Some AI applications save hours of repetitive work. A research assistant is one of them.
Not because it replaces the researcher. It does the 20-hour weeks of background work in 4 hours. It reads the sources. It finds contradictions. It identifies gaps. It synthesizes findings. The researcher still decides what's true, what matters, and what the story is. But the AI handles the grunt work that makes research take forever.
Building one doesn't require a developer. It requires understanding how to chain prompts together, where to put human review, and how to document the workflow so someone else can use it.
An investigative journalist at a major outlet spends 20 hours per story on background research. Reading reports. Synthesizing findings. Identifying gaps. Building the source list. Every story starts the same way: weeks of background, then the actual investigation.
A freelancer covers similar topics, produces stories with comparable depth, and does it in 6 hours of research time.
The difference isn't talent. It's process.
The freelancer built a systematic workflow. Not shortcuts — a workflow with specific prompts at each stage, explicit human review gates, and a built-in fact-check pass. Stage 1: question framing. Stage 2: source routing. Stage 3: synthesis. Stage 4: gap detection. Stage 5: output structure. Each stage has a specific prompt. Each stage has a point where the human can catch errors before they compound.
The first time she ran a story through the workflow, it took 8 hours. The second time, 5. She'd learned what to tweak. Now she knows exactly how to structure her questions, which sources to look at first, where AI makes mistakes, where to trust it, where not to.
This module teaches you to build that kind of workflow for any research domain you work in.
Every research workflow has five stages. Each one needs a specific prompt and a human check-in.
Turn a topic into specific, answerable research questions. "Tell me about energy policy" becomes "What are the current policy disagreements on grid modernization? Who are the key stakeholders? What are their competing interests?" Specific questions get specific answers.
AI identifies what types of sources will answer each question. Government reports for policy baseline. Academic papers for evidence. Industry analyses for stakeholder positions. News for current context. The AI suggests where to look; humans decide if the routing makes sense.
AI reads the sources and synthesizes findings. What do they say? Where do they agree? Where do they contradict? What patterns emerge? Human reviews to check for accuracy and misrepresentation.
AI identifies what's missing or unclear. What questions remain unanswered? What claims need source verification? What contradictions need resolution? Human decides what gaps are critical.
AI formats the findings into usable research notes. The human has everything they need to write, and they can see exactly where the AI got it from.

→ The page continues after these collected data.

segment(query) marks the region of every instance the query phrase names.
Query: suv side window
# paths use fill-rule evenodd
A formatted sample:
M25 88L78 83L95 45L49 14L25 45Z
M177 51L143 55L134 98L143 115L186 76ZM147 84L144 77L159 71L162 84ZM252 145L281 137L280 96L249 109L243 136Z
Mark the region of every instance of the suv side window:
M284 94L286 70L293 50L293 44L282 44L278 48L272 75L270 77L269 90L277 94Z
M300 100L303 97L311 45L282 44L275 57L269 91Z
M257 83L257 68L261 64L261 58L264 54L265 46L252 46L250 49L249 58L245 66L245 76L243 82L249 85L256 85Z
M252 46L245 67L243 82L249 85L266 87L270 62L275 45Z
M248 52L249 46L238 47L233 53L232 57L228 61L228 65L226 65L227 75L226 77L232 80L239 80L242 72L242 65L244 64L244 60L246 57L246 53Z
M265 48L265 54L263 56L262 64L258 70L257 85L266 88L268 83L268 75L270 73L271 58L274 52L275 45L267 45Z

These five stages become your research workflow template.
AI is good at pulling information from sources. Humans are good at judgment. A research workflow divides the work accordingly.
AI can identify sources. AI can tell you what a source says. AI cannot tell you if a source is credible, if it's been retracted, if it's fraudulent, or if it's been selectively quoted elsewhere. Humans verify.
AI can flag that two sources contradict each other. AI cannot decide which one is right. Humans make the judgment call, often by digging into methodology, funding, or other context clues.
AI cannot tell you if a finding is actually new or if it's been reported before in a slightly different form. Humans recognize when they're seeing old information repackaged.
Your workflow succeeds when you've automated everything AI is good at and kept humans in charge of judgment.